Wenn also trotz all dieser recht offensichtlichen Schlechterstellungen und Benachteiligungen im Rahmen des Strafvollzuges, der oder die Verurteilte durchgängig bestreitet, schuldig zu sein, muss dies nicht unbedingt ein nachvollziehbarer Hinweis darauf sein, dass hier ein Fehlurteil vorliegt. Es gibt ganz unterschiedliche Faktoren welche dazu führen dass trotz erwiesener Schuld, die Verurteilten die Tat leugnen.

 

Wie man, wenn man sich mit der Prüfung der Frage befasst ob eine Fehlverurteilung vorliegen kann, vorzugehen hat, ist zunächst die einfache Beantwortung der Frage, ob man es leisten kann.
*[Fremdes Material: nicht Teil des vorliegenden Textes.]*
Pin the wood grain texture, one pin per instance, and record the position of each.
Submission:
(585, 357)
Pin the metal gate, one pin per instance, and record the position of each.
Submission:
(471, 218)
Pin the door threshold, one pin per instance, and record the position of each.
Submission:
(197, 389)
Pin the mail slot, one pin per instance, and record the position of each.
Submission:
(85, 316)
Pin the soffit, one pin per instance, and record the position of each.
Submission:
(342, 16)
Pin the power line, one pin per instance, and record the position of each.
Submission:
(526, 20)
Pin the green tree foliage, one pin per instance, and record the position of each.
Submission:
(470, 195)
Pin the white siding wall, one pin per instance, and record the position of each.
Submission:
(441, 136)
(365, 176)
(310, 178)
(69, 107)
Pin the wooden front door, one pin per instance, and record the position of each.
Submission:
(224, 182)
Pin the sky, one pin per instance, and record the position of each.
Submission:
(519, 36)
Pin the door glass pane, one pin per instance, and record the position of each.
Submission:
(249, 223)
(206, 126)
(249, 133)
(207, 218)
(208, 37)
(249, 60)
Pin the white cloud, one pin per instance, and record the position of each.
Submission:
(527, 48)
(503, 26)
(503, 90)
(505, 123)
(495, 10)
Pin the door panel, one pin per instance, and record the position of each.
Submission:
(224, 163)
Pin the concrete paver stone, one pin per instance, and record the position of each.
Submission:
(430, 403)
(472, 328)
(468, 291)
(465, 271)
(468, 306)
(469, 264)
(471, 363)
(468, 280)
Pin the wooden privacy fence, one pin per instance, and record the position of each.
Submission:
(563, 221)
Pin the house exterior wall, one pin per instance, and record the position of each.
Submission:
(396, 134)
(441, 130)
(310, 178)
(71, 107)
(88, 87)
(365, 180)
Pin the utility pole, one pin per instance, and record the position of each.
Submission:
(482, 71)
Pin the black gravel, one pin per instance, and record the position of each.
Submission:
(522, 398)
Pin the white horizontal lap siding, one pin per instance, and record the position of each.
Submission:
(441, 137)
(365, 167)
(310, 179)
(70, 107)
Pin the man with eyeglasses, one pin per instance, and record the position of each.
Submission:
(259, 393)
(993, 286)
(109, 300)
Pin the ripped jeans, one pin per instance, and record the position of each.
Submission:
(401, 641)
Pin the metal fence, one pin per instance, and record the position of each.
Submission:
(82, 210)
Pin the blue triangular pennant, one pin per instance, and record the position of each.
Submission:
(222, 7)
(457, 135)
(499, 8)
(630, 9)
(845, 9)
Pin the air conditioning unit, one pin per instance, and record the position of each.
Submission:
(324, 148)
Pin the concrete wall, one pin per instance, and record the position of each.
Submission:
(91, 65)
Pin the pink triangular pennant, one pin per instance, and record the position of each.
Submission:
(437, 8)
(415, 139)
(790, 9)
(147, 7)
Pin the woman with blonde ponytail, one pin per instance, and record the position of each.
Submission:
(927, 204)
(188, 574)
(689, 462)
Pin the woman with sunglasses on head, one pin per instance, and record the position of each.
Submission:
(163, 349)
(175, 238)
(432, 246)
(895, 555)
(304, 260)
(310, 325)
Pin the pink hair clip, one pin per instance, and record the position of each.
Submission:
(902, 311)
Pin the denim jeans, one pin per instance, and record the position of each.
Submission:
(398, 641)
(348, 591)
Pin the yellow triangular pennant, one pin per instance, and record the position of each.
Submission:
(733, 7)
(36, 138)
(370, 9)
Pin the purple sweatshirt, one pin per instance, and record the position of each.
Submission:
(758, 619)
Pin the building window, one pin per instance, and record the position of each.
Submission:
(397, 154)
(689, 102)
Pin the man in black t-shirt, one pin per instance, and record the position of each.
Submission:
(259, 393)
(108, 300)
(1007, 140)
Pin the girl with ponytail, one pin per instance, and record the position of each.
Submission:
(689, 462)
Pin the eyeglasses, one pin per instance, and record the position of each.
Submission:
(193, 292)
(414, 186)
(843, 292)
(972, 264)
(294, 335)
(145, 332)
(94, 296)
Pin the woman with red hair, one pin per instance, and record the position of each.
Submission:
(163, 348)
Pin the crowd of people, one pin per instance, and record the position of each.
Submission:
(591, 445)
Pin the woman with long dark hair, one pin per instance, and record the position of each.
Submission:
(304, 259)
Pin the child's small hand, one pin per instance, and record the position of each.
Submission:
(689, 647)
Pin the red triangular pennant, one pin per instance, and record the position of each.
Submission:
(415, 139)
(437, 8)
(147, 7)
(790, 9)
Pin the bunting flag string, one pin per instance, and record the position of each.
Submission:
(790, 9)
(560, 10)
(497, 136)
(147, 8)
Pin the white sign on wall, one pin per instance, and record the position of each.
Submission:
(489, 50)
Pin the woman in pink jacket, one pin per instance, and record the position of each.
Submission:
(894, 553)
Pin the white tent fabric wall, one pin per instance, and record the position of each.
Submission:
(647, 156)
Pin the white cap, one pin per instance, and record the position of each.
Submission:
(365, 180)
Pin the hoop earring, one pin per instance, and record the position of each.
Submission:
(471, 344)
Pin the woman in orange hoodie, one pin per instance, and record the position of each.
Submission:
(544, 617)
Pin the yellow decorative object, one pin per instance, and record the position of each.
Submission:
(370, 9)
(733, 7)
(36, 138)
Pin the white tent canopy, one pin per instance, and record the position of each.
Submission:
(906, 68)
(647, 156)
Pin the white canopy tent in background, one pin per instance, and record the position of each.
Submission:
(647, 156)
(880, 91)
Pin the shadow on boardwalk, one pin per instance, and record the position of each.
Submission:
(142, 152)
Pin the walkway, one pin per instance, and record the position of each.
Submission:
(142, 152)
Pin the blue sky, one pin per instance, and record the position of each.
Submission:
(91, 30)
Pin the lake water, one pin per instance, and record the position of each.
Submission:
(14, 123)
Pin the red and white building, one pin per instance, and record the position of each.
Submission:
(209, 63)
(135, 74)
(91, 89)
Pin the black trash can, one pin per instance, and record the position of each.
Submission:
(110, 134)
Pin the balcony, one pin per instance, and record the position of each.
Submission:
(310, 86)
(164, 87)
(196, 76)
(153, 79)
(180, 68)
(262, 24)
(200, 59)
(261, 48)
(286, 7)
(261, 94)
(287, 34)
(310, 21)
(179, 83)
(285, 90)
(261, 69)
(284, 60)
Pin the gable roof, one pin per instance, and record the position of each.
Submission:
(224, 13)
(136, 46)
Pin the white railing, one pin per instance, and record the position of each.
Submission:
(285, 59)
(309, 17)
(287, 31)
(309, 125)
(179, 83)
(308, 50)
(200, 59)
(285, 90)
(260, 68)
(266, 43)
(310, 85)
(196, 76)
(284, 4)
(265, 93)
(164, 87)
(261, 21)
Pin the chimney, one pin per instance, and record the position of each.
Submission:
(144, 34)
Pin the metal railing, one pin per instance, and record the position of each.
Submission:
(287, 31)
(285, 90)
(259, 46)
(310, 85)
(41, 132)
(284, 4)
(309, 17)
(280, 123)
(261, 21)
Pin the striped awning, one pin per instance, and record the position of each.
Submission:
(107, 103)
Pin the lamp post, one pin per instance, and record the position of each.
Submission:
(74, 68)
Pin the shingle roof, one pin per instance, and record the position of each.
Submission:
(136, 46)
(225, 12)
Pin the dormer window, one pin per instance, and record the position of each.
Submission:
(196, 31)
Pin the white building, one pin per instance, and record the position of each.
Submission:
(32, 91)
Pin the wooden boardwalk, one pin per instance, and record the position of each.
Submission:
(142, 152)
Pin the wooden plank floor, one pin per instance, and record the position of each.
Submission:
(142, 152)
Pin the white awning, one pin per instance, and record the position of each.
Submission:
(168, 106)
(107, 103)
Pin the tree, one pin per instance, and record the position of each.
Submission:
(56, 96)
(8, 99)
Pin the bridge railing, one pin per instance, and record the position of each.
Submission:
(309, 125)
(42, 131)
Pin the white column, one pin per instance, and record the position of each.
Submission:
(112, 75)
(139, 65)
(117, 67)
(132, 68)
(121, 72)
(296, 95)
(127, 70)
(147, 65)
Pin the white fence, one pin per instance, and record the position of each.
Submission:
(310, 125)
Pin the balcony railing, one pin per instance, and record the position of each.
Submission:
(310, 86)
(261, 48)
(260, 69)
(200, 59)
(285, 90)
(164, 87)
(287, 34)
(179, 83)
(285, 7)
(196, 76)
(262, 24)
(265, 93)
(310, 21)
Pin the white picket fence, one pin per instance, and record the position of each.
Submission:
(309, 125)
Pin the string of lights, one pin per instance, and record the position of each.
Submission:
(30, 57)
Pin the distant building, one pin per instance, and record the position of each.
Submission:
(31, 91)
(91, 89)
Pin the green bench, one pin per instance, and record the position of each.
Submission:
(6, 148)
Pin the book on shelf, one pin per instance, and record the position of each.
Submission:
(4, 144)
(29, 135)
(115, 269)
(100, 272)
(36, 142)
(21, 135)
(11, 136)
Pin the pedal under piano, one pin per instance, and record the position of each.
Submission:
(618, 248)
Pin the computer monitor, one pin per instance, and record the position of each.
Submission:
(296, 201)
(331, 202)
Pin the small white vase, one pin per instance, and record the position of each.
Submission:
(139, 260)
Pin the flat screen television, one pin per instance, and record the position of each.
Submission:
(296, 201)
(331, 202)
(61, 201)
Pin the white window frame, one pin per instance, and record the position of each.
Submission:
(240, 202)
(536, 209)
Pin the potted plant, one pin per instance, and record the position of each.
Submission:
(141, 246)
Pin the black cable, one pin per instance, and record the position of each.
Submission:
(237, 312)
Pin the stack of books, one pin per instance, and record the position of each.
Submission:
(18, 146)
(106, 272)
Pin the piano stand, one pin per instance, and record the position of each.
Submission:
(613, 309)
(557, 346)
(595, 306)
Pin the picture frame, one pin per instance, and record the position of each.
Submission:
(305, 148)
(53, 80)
Wiederaufnahmeverfahren sind arbeits- zeit- und kostenintensiv.  

 

Ausgangspunkt einer Prüfung können nur die vollständigen Akten des Ausgangsverfahrens sein. Diese sind akribisch zu prüfen, es ist zu schauen ob es bemerkenswerte oder wesentliche Veränderungen bei Zeugenaussagen gibt und vieles mehr. Und selbst wenn man  zu der Überzeugung kommt, dass das Urteil möglicherweise unzutreffend ist, falsch ist – beinhaltet dies noch nicht, dass man es auch aus der Welt schaffen kann.